The UK Border Agency reports that a Romanian man who was caught attempting to leave the UK carrying more than £29,000 in unaccounted for cash has lost the money after failing in an appeal against the UK authorities.
Marian Clipea, 40, had been stopped by UK Border Agency officers at Stansted Airport on 12 February last year when departing on a flight to Bucharest.
Searches found he had hidden £29,385 on his person, in clothing and in his hand luggage. The money was detained under the Proceeds of Crime Act 2002.
On 23 November 2009, magistrates in Ipswich granted a forfeiture order against Clipea of Dambovita, Romania, after he failed to attend the hearing. He was also ordered to pay costs of £2,500, but an appeal against this decision was then submitted.
Clipea claimed he had been loaned the money to buy a heavy goods vehicle in the UK, but that he had been unable to do so. Enquiries by UK Border Agency investigators linked Clipea and the money with haulage companies in Romania suspected of being involved in cigarette smuggling.

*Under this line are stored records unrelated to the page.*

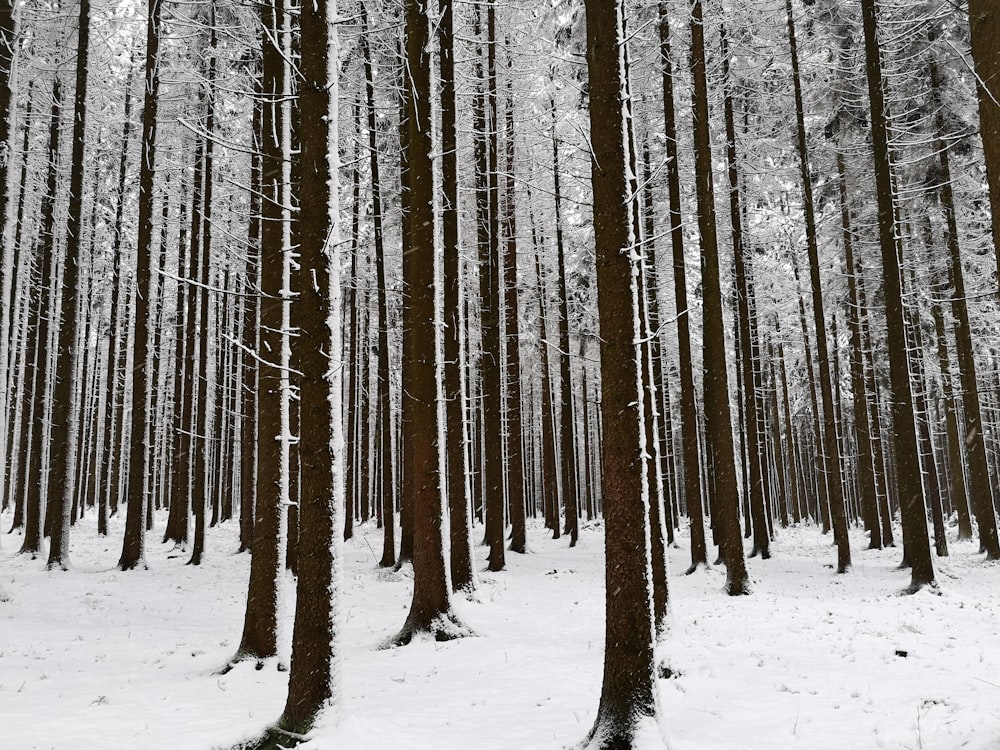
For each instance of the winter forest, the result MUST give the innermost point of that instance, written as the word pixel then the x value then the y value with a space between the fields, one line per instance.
pixel 433 375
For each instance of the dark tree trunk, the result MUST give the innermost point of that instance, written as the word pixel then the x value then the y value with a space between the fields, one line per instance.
pixel 831 446
pixel 718 422
pixel 906 462
pixel 431 608
pixel 407 490
pixel 314 676
pixel 65 408
pixel 387 480
pixel 567 433
pixel 35 499
pixel 515 437
pixel 251 327
pixel 140 451
pixel 628 697
pixel 259 639
pixel 688 406
pixel 489 316
pixel 859 394
pixel 202 439
pixel 550 493
pixel 751 410
pixel 463 575
pixel 984 25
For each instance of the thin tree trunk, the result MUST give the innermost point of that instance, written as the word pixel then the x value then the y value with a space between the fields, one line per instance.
pixel 718 421
pixel 140 456
pixel 688 406
pixel 910 493
pixel 567 436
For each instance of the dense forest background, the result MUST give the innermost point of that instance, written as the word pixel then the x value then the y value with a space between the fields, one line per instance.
pixel 222 217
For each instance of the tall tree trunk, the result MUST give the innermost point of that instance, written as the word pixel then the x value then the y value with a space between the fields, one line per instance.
pixel 202 436
pixel 65 405
pixel 490 316
pixel 550 493
pixel 260 622
pixel 859 394
pixel 249 428
pixel 831 446
pixel 431 607
pixel 747 362
pixel 384 421
pixel 567 432
pixel 688 406
pixel 718 422
pixel 906 462
pixel 9 29
pixel 36 495
pixel 629 702
pixel 984 27
pixel 140 457
pixel 314 677
pixel 463 575
pixel 515 436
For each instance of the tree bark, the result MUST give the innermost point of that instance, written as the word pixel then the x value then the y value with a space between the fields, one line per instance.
pixel 906 462
pixel 688 406
pixel 629 701
pixel 718 422
pixel 134 545
pixel 431 607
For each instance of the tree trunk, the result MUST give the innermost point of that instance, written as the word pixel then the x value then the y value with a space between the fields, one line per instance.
pixel 984 26
pixel 688 406
pixel 567 432
pixel 906 462
pixel 134 545
pixel 463 576
pixel 831 446
pixel 314 676
pixel 515 436
pixel 431 608
pixel 259 639
pixel 859 394
pixel 384 419
pixel 629 702
pixel 202 437
pixel 718 422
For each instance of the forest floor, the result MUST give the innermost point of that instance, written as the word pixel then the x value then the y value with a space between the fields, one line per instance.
pixel 96 658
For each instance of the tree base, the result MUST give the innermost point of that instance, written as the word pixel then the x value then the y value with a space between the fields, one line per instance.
pixel 442 628
pixel 274 738
pixel 640 733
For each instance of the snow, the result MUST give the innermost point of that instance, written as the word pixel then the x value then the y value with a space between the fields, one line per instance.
pixel 95 657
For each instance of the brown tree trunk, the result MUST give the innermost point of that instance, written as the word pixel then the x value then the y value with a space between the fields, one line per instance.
pixel 431 607
pixel 906 462
pixel 515 436
pixel 859 394
pixel 202 439
pixel 313 681
pixel 831 446
pixel 259 638
pixel 567 432
pixel 984 26
pixel 718 422
pixel 751 408
pixel 628 697
pixel 463 576
pixel 385 469
pixel 688 406
pixel 134 545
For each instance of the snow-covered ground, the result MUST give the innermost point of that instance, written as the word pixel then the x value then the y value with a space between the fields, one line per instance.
pixel 96 658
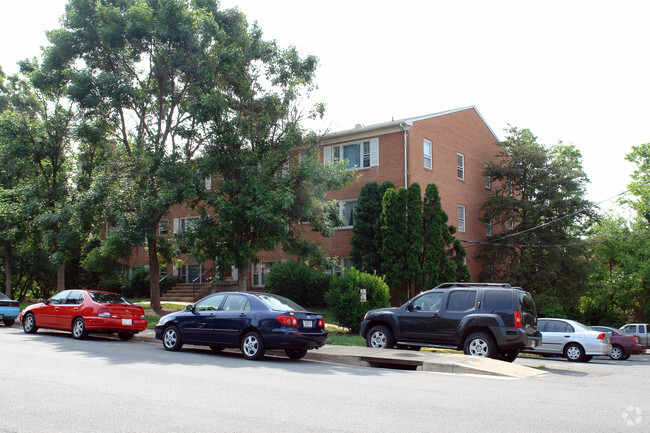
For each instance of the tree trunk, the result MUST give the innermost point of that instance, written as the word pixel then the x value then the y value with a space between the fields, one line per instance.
pixel 154 272
pixel 242 277
pixel 60 278
pixel 8 272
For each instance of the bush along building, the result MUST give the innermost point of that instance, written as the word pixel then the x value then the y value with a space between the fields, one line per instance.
pixel 449 149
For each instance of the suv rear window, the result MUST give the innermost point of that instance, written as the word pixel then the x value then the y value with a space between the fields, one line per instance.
pixel 498 301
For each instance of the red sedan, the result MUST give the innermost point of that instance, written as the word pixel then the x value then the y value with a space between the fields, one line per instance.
pixel 623 344
pixel 83 311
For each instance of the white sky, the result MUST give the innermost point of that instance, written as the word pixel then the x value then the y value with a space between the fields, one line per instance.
pixel 571 70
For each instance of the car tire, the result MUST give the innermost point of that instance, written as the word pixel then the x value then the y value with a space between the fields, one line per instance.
pixel 172 339
pixel 79 329
pixel 380 337
pixel 480 344
pixel 125 336
pixel 295 353
pixel 252 346
pixel 29 323
pixel 508 355
pixel 574 352
pixel 617 353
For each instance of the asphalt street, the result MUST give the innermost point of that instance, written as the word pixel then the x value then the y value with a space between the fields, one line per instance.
pixel 53 383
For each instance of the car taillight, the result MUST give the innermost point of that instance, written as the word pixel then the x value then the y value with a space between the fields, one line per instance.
pixel 517 319
pixel 288 320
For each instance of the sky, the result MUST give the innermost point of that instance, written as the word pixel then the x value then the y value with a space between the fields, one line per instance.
pixel 572 71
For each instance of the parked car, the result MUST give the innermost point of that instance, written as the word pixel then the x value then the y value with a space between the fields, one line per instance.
pixel 641 330
pixel 253 322
pixel 9 310
pixel 492 320
pixel 623 344
pixel 82 312
pixel 571 339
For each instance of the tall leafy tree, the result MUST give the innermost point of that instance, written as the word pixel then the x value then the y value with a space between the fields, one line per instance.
pixel 366 238
pixel 539 210
pixel 172 77
pixel 436 267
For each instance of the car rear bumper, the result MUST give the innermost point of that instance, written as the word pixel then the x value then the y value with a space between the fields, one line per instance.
pixel 9 313
pixel 114 325
pixel 290 338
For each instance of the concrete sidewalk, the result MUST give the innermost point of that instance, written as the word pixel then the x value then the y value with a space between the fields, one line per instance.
pixel 402 359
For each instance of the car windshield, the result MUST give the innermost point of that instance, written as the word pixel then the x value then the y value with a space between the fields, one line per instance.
pixel 108 298
pixel 279 303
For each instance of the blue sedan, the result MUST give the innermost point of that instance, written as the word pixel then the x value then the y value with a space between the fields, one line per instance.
pixel 253 322
pixel 9 310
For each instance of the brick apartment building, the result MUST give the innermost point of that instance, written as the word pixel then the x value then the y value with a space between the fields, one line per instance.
pixel 449 149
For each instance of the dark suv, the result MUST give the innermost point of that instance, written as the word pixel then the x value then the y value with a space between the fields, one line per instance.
pixel 482 319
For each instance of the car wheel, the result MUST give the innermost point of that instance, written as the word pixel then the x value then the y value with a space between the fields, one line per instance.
pixel 125 336
pixel 29 323
pixel 295 353
pixel 380 337
pixel 172 339
pixel 252 346
pixel 574 352
pixel 79 329
pixel 480 344
pixel 508 355
pixel 617 353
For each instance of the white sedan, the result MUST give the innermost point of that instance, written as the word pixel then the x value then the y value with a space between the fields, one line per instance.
pixel 571 339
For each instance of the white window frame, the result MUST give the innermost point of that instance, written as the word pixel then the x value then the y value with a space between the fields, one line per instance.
pixel 461 218
pixel 341 204
pixel 368 153
pixel 259 272
pixel 460 166
pixel 427 151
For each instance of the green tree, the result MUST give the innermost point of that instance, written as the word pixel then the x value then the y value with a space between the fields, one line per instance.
pixel 414 238
pixel 394 246
pixel 172 78
pixel 539 211
pixel 366 238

Clipea failed to attend Tuesday’s appeal hearing so the evidence was considered in his absence. A judge and two magistrates at Ipswich Crown Court were satisfied that the £29,385 was recoverable property.

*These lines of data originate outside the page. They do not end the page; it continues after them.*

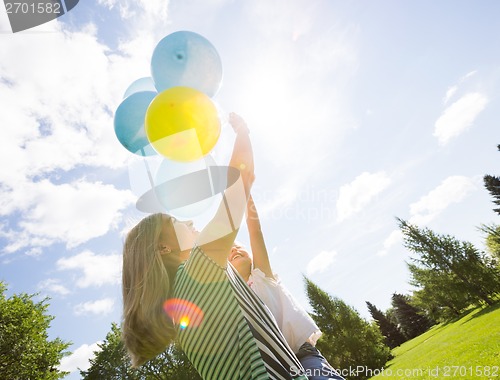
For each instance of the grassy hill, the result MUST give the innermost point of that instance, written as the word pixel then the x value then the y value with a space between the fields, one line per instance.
pixel 466 349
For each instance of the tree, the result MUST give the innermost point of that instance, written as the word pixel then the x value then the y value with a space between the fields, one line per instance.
pixel 492 240
pixel 473 272
pixel 393 336
pixel 492 184
pixel 112 362
pixel 441 294
pixel 25 350
pixel 411 319
pixel 348 340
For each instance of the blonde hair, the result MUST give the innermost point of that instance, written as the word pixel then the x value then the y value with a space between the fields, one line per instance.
pixel 146 329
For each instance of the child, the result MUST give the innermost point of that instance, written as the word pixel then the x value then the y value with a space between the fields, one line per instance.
pixel 297 326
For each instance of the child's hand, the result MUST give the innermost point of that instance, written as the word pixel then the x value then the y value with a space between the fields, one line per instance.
pixel 238 124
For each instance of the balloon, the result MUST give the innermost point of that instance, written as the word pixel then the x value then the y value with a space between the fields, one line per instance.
pixel 141 84
pixel 182 124
pixel 129 123
pixel 186 59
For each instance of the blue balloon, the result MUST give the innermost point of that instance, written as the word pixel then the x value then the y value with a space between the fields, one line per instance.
pixel 129 123
pixel 141 84
pixel 186 59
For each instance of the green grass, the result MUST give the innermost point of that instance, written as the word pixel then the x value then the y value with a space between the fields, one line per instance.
pixel 468 348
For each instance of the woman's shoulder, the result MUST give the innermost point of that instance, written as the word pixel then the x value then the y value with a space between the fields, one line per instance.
pixel 201 267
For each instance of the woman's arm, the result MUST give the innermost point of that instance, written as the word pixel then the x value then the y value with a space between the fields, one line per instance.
pixel 217 238
pixel 257 243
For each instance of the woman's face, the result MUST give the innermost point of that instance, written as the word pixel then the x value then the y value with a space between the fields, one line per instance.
pixel 179 236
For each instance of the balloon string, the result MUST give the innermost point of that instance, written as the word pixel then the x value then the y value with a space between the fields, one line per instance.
pixel 150 176
pixel 210 175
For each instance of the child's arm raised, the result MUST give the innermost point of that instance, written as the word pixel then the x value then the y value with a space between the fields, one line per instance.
pixel 257 243
pixel 217 238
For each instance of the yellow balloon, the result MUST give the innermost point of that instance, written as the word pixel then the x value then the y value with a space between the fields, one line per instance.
pixel 182 124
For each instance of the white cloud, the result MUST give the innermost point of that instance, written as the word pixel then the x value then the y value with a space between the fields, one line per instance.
pixel 96 269
pixel 453 189
pixel 459 116
pixel 57 118
pixel 72 213
pixel 99 307
pixel 354 196
pixel 321 262
pixel 54 286
pixel 79 359
pixel 392 239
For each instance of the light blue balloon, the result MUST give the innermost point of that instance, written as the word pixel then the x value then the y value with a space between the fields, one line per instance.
pixel 141 84
pixel 186 59
pixel 129 123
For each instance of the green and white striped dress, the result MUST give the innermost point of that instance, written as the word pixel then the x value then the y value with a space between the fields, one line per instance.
pixel 227 332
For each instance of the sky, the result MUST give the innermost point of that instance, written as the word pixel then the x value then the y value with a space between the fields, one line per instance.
pixel 360 113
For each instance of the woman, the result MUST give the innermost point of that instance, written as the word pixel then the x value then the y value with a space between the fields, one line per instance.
pixel 298 328
pixel 171 290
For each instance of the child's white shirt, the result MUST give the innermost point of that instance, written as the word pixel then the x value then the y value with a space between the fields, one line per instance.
pixel 294 322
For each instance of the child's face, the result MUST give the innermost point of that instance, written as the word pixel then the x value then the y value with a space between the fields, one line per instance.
pixel 241 260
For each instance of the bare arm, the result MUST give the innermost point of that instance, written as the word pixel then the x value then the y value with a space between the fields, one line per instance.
pixel 217 238
pixel 257 243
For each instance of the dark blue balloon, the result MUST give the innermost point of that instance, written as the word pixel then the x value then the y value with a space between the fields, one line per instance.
pixel 186 59
pixel 129 123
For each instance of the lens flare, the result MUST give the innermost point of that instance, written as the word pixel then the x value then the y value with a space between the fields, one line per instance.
pixel 183 313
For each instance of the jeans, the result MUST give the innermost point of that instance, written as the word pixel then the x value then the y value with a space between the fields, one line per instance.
pixel 315 364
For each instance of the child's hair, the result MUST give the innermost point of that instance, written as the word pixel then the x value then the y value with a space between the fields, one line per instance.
pixel 146 329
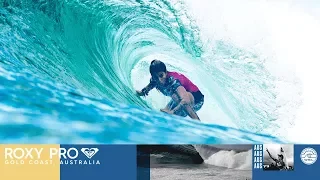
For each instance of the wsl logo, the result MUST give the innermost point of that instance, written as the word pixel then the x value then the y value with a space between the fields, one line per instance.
pixel 71 156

Senior investigating officer John Chelchowski, from the UK Border Agency’s criminal and financial investigations team, said:
‘I am pleased that Clipea’s attempts to frustrate the legal system have proved fruitless. These ill gotten gains will now go to the British taxpayer.
‘The UK Border Agency works hard to crack down on people attempting to smuggle crime-related cash out of the country. This result sends out the clear message that they will get caught and they will have their money confiscated.’
To prevent criminals benefiting from the proceeds of crime anyone leaving the UK with more than £1,000 in cash must provide evidence for the source, and intended use, of the money. If there is evidence that the money has not been earned legally they face having it confiscated.
Following court orders any money detained is held for up to six months at a time while investigations are under way. It may then be ordered as forfeit and returned to the public purse if shown to be associated with criminal activity.